In Python, XGBoost allows you to train/predict using their Booster class or using their sklearn API (http://xgboost.readthedocs.io/en/latest/python/python_api.html). I'm using the sklearn API, and want to use the pred_contribs
capabilities of XGBoost. I would expect this to work, but it doesn't:
model = xgb.XGBClassifier().fit(X_train, y_train)
pred = model.predict_proba(X_test, pred_contribs=True)
It looks like pred_contribs
is only a parameter for the Booster
class predict function. How do I use this parameter through the sklearn API? Or is there an easy workaround to get the prediction contributors after training using the sklearn API?
You can use the get_booster()
method from XGBClassifier, which will return a Booster object, after the XGBClassifier has been fitted with training data.

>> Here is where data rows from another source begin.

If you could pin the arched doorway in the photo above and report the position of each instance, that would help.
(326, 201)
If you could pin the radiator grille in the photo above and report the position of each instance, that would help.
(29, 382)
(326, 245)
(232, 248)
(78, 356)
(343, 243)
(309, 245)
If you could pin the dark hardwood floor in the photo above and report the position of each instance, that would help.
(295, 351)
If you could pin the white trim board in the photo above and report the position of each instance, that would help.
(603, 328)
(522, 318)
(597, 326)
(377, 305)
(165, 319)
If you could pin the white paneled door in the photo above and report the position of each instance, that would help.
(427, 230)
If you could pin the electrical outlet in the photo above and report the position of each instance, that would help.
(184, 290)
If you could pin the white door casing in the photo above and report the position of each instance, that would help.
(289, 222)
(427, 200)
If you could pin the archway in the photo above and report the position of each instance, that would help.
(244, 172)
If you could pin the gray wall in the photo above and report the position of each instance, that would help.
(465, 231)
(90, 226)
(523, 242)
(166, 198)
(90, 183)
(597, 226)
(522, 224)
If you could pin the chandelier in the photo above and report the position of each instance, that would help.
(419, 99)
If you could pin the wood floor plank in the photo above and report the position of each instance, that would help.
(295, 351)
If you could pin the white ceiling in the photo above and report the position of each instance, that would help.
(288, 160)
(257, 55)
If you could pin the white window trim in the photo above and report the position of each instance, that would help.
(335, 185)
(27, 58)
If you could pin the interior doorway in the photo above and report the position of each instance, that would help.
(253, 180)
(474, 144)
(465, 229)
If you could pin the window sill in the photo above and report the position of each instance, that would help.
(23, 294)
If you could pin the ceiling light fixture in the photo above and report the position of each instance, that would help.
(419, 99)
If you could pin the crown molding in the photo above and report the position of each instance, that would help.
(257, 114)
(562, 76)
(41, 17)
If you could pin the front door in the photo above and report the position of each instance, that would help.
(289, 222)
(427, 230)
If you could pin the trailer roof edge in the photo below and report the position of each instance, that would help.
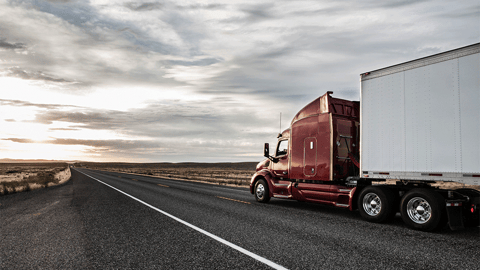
(424, 61)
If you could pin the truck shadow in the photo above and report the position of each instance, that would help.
(354, 216)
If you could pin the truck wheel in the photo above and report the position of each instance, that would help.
(376, 204)
(423, 209)
(261, 191)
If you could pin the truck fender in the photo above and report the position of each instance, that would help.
(268, 178)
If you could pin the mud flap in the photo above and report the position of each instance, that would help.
(455, 217)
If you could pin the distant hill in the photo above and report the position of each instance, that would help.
(219, 165)
(9, 160)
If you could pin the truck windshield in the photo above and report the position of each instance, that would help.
(282, 148)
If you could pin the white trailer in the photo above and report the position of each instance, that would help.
(420, 120)
(420, 129)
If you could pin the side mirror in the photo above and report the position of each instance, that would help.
(266, 153)
(266, 150)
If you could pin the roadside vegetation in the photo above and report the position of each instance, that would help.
(238, 174)
(19, 177)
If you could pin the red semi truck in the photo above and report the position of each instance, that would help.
(417, 127)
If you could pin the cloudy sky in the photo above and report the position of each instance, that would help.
(153, 81)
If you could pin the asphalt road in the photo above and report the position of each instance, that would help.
(150, 223)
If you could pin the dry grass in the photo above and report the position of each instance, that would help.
(18, 177)
(220, 173)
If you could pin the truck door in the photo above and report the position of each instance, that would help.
(280, 168)
(310, 156)
(281, 182)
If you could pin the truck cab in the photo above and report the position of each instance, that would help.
(314, 156)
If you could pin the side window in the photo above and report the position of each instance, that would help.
(282, 148)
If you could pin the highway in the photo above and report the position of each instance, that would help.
(106, 220)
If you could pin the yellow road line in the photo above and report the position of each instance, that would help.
(232, 199)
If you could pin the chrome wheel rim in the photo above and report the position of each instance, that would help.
(419, 210)
(260, 191)
(372, 204)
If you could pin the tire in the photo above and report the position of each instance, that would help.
(261, 191)
(376, 204)
(423, 210)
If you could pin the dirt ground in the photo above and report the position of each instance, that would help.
(18, 177)
(220, 173)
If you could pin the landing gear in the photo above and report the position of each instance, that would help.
(261, 191)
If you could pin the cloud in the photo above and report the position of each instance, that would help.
(19, 140)
(21, 103)
(143, 6)
(11, 46)
(33, 75)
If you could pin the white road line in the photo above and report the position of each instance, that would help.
(221, 240)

After that you can simply call predict()
on the Booster object with pred_contribs = True
.
Example code:
from xgboost import XGBClassifier, DMatrix
from sklearn.datasets import load_iris
iris_data = load_iris()
# Taking only first 100 samples to make this a binary problem,
# else it will be multi-class and shape of pred_contribs will change
X, y = iris_data.data[:100], iris_data.target[:100]
# This data has 4 features
print(X.shape)
Output: (100, 4)
clf = XGBClassifier()
clf.fit(X, y)
# This is what you need
booster = clf.get_booster()
# Using only a single sample for predict, you can use multiple
test_X = [X[0]]
# Wrapping the test X into a DMatrix, need by Booster
predictions = booster.predict(DMatrix(test_X), pred_contribs=True)
print(predictions.shape)
# Output has 5 columns, 1 for each feature, and last for bias
Output: (1, 5)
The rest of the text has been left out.